With a career spanning three decades in the investment markets, Brien Lundin serves as president and CEO of Jefferson Financial, a highly regarded publisher of market analyses and producer of investment-oriented events. Under the Jefferson Financial umbrella, Lundin publishes and edits Gold Newsletter, a cornerstone of precious metals advisories since 1971. He also hosts the New Orleans Investment Conference, the oldest and most respected investment event of its kind.
1) Brian Sylvester conducted this interview for Streetwise Reports LLC, publisher of The Gold Report, The Energy Report, The Life Sciences Report and The Mining Report, and provides services to Streetwise Reports as an independent contractor. He owns, or his family owns, shares of the following companies mentioned in this interview: None.

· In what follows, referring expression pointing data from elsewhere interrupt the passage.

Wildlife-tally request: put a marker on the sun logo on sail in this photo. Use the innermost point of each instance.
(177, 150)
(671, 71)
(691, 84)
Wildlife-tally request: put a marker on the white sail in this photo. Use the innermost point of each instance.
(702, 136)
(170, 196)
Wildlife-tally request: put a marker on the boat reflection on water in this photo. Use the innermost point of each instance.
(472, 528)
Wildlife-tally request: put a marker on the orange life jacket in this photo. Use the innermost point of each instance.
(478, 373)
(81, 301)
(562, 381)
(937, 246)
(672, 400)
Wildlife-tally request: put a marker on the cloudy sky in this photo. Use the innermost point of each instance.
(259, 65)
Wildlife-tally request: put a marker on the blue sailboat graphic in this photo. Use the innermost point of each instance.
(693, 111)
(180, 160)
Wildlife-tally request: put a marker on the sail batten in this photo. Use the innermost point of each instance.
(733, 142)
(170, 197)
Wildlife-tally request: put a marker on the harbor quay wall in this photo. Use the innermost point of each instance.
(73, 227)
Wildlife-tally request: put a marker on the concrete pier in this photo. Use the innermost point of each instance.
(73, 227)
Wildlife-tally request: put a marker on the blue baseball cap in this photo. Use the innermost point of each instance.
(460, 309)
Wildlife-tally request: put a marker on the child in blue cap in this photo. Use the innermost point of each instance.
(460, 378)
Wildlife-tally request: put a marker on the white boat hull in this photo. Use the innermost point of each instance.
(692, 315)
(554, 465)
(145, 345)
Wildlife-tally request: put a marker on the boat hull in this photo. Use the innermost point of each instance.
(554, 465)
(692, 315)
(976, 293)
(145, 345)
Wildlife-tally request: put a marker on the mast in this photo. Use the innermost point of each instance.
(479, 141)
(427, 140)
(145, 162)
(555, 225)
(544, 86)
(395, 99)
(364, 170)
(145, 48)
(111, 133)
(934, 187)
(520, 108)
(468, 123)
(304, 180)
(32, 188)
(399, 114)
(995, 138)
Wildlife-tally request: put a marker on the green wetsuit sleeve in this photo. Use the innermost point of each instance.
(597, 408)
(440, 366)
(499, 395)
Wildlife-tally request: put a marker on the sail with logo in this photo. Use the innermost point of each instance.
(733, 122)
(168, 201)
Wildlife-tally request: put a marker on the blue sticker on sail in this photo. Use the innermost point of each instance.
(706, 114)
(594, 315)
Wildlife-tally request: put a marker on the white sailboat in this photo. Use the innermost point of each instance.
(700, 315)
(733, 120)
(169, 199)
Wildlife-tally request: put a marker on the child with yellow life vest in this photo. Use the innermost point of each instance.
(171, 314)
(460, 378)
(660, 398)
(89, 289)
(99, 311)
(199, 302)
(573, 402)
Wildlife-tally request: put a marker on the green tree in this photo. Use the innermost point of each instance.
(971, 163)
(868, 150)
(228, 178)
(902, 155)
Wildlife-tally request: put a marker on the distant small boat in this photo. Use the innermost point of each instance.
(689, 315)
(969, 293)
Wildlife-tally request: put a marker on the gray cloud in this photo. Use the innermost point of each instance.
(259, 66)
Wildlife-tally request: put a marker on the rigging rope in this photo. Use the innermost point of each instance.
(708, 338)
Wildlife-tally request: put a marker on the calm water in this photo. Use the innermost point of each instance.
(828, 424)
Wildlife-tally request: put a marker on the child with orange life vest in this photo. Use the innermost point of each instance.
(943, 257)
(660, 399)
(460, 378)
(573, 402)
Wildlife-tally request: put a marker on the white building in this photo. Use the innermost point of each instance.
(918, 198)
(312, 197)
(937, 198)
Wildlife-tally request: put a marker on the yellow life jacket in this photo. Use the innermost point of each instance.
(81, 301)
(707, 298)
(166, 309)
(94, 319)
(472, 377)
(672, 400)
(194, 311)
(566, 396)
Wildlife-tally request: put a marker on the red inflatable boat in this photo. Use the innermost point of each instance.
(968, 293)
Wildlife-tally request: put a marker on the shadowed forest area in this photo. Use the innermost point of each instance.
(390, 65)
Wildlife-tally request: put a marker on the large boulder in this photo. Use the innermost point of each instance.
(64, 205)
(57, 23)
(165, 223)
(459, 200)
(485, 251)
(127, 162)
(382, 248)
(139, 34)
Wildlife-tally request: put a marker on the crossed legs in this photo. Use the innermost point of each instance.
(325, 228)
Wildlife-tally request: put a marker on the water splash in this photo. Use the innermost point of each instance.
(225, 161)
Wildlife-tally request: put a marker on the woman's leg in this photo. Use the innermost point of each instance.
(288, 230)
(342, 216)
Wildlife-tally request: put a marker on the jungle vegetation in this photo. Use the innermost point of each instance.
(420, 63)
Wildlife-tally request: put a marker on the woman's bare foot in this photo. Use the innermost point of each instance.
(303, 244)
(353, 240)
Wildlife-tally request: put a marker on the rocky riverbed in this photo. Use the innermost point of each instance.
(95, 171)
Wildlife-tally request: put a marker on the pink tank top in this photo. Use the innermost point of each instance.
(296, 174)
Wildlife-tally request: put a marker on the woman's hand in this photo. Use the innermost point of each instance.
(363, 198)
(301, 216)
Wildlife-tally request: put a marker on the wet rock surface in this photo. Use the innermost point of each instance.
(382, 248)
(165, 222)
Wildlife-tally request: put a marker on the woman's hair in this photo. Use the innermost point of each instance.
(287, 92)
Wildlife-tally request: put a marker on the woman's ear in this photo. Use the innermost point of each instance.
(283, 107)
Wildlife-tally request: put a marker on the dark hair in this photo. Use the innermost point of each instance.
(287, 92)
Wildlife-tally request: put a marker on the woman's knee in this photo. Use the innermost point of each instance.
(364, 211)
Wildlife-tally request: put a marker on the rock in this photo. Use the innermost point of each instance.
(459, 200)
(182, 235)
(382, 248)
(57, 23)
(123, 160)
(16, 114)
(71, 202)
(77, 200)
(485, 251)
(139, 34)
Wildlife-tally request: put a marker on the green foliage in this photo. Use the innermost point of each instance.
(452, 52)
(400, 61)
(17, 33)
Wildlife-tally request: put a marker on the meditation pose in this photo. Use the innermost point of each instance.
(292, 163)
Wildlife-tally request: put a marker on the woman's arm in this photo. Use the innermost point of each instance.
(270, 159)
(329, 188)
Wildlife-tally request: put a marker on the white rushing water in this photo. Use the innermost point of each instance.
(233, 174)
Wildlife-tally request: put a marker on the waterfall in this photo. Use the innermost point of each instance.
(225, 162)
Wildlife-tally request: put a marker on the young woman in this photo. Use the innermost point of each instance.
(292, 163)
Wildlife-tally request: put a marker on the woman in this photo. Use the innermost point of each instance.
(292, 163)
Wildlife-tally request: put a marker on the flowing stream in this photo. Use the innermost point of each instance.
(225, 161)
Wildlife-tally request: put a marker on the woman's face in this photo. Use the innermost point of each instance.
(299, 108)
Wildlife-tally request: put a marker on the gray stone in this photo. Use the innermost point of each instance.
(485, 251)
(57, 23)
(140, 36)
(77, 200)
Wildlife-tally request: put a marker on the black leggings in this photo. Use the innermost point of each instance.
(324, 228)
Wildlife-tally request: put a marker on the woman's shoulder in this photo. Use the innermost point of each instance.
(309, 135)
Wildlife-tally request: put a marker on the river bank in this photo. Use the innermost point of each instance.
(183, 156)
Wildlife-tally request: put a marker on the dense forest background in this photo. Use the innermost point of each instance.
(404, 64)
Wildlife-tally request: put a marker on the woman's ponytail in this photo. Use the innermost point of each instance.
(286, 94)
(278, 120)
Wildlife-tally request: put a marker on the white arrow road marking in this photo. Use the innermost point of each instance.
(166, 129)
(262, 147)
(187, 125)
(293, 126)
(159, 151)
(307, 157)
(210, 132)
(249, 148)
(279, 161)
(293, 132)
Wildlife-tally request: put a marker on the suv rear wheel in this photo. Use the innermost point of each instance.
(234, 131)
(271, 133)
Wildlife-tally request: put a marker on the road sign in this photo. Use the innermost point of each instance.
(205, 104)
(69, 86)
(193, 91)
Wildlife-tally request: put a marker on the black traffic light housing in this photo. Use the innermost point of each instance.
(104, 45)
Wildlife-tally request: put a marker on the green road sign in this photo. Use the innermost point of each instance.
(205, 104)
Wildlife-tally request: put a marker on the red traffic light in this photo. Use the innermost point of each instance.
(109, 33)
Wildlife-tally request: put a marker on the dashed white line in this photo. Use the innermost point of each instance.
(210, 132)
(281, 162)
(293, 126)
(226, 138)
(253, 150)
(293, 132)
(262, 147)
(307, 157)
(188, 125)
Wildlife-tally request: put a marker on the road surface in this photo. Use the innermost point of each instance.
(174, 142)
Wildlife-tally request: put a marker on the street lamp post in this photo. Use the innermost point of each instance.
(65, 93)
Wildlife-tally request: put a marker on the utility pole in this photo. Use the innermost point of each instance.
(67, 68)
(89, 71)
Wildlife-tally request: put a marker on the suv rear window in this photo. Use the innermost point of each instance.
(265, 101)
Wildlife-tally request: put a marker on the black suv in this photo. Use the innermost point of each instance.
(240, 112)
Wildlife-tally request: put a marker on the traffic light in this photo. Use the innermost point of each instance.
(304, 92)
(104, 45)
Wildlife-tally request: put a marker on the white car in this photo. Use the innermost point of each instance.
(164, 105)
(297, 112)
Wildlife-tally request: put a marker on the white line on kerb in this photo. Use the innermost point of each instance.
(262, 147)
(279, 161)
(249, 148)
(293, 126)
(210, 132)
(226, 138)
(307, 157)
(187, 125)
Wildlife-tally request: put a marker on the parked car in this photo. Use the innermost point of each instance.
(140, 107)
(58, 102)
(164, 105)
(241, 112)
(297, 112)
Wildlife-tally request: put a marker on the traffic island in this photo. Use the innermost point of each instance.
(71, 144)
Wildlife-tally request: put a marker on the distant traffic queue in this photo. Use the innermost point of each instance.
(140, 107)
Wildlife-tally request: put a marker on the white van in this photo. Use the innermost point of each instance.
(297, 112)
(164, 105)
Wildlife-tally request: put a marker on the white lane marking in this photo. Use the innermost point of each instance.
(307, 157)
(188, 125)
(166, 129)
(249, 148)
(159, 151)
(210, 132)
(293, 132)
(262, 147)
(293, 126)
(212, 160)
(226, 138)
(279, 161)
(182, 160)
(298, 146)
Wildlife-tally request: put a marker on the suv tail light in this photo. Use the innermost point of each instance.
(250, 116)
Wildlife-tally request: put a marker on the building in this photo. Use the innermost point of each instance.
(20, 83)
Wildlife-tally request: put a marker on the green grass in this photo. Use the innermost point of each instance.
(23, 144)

2) Brien Lundin: I own, or my family owns, shares of the following companies mentioned in this interview: Cayden Resources Inc., Askano Gold Inc., Precipitate Gold Corp., Lion One Metals Ltd., Wellgreen Platinum Ltd., Fission Uranium Corp., Aftermath Silver Ltd. and Roughrider Exploration Ltd. I personally am, or my family is, paid by the following companies mentioned in this interview: None. My company has a financial relationship with the following companies mentioned in this interview: None. I was not paid by Streetwise Reports for participating in this interview. Comments and opinions expressed are my own comments and opinions. I determined and had final say over what companies would be included in the interview based on my research, understanding of the sector and interview theme. I had the opportunity to review the interview for accuracy as of the date of the interview and am responsible for the content of the interview.

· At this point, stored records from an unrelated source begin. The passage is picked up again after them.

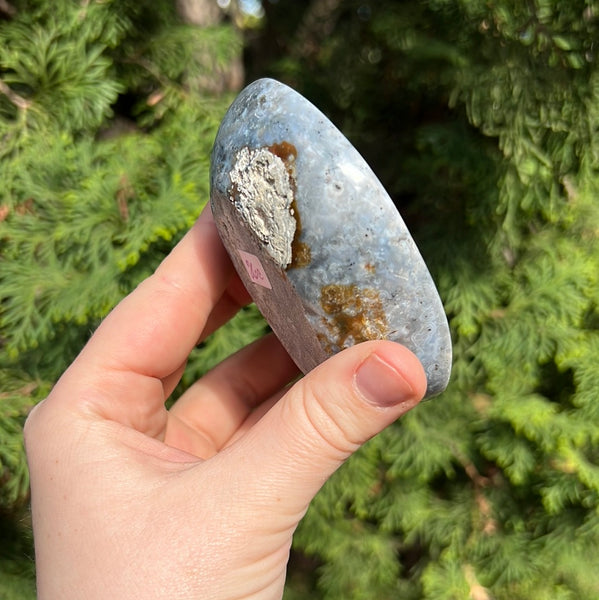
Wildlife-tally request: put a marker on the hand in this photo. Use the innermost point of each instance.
(130, 500)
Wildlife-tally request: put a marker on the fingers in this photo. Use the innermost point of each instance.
(131, 362)
(324, 418)
(214, 408)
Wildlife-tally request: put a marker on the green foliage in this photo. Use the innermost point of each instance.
(107, 115)
(480, 119)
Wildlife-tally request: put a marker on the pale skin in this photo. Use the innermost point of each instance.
(130, 500)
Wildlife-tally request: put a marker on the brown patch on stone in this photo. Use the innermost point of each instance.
(354, 315)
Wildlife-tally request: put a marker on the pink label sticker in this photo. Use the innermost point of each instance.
(254, 268)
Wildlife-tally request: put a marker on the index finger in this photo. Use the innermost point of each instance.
(149, 335)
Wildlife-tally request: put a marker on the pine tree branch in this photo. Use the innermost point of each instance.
(7, 9)
(17, 100)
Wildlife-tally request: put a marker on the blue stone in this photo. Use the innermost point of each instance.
(316, 238)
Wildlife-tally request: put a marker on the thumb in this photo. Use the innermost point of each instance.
(325, 417)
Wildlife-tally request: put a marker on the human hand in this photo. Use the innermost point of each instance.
(130, 500)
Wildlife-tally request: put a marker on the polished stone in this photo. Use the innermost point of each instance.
(315, 237)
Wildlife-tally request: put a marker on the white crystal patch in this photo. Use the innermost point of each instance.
(263, 194)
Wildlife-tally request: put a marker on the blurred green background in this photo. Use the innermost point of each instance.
(480, 118)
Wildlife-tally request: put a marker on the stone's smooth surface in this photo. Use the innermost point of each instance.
(354, 273)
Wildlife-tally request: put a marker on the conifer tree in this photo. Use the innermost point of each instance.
(107, 115)
(481, 119)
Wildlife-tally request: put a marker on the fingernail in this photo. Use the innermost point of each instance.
(381, 384)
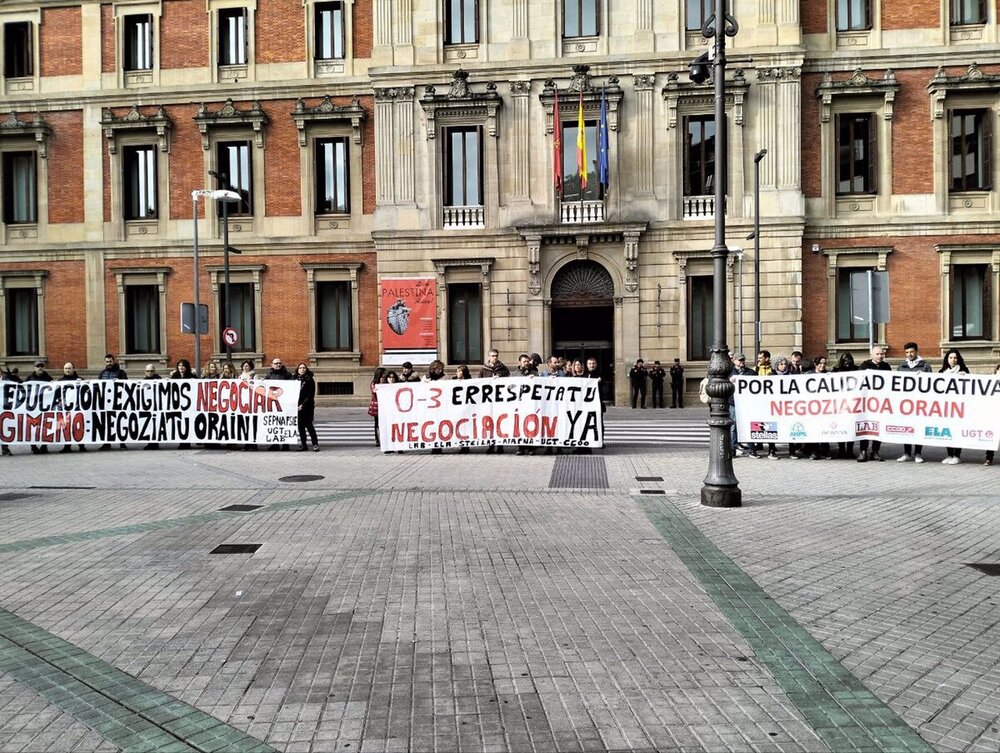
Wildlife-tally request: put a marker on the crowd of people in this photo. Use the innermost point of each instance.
(868, 450)
(527, 366)
(183, 370)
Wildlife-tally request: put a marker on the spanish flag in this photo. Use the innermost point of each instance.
(581, 146)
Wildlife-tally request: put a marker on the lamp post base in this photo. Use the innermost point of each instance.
(721, 496)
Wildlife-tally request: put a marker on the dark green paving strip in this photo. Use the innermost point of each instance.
(159, 525)
(846, 715)
(124, 711)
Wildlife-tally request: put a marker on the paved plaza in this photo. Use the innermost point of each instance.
(496, 603)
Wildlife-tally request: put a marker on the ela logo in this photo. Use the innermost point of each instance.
(937, 432)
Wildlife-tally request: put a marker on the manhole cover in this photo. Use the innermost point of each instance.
(986, 568)
(236, 549)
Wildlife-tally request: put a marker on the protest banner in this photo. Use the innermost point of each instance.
(409, 320)
(529, 411)
(206, 411)
(943, 410)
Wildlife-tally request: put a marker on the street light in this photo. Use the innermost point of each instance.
(226, 309)
(756, 250)
(225, 197)
(721, 489)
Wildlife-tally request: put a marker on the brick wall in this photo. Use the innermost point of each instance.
(65, 166)
(362, 30)
(60, 49)
(108, 42)
(184, 35)
(280, 31)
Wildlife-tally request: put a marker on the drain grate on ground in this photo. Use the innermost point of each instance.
(579, 472)
(236, 549)
(986, 568)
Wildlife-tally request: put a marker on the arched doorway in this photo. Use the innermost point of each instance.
(583, 318)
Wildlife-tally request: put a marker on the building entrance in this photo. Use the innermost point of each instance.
(583, 319)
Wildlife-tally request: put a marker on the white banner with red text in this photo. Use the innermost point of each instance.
(203, 411)
(944, 410)
(529, 411)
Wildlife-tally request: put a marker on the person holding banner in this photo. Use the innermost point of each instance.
(912, 363)
(877, 362)
(953, 364)
(39, 375)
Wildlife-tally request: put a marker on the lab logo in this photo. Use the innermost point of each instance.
(866, 428)
(763, 430)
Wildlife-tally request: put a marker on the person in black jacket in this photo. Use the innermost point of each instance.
(307, 407)
(39, 375)
(70, 375)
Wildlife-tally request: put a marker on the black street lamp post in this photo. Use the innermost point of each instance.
(720, 489)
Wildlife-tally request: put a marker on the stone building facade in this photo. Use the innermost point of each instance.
(374, 141)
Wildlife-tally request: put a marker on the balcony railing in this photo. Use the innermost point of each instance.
(575, 212)
(464, 218)
(699, 207)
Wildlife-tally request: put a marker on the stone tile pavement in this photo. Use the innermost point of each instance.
(440, 603)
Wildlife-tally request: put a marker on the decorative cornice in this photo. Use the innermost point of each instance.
(461, 102)
(858, 85)
(37, 129)
(135, 120)
(327, 112)
(702, 96)
(973, 81)
(228, 116)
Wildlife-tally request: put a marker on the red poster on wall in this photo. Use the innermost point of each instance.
(409, 320)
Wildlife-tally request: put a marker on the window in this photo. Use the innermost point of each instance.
(968, 12)
(242, 316)
(233, 36)
(579, 18)
(463, 165)
(20, 188)
(332, 170)
(18, 59)
(138, 42)
(700, 318)
(329, 31)
(854, 15)
(697, 12)
(971, 150)
(234, 167)
(571, 174)
(22, 321)
(465, 331)
(856, 154)
(970, 302)
(139, 182)
(142, 319)
(699, 155)
(333, 315)
(461, 22)
(850, 328)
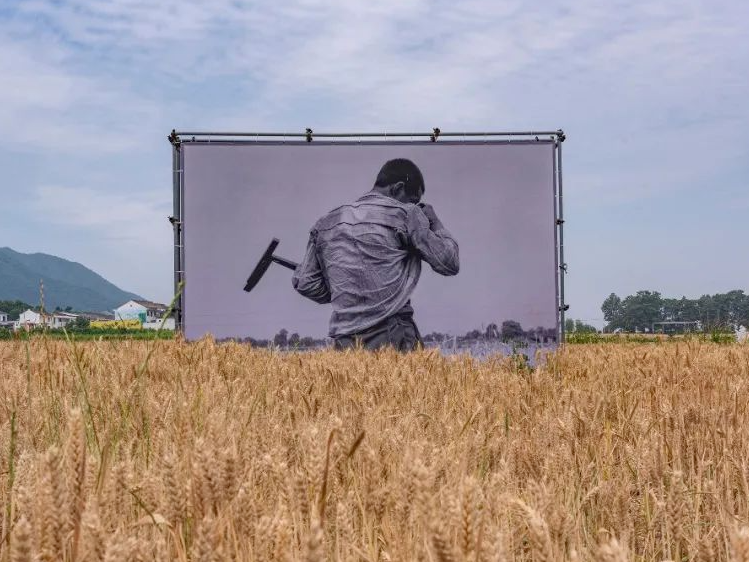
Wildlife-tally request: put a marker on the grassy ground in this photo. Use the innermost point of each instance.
(115, 450)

3) The following companies mentioned in the interview are sponsors of Streetwise Reports: Almaden Minerals Ltd., Asanko Gold Inc., Cayden Resources Inc., Columbus Gold Corp., Fission Uranium Corp., Lion One Metals Ltd., Precipitate Gold Corp., Roughrider Exploration Ltd. and Source Exploration Corp. Goldcorp Inc. is not associated with Streetwise Reports. The companies mentioned in this interview were not involved in any aspect of the interview preparation or post-interview editing so the expert can speak independently about the sector. Streetwise Reports does not accept stock in exchange for its services.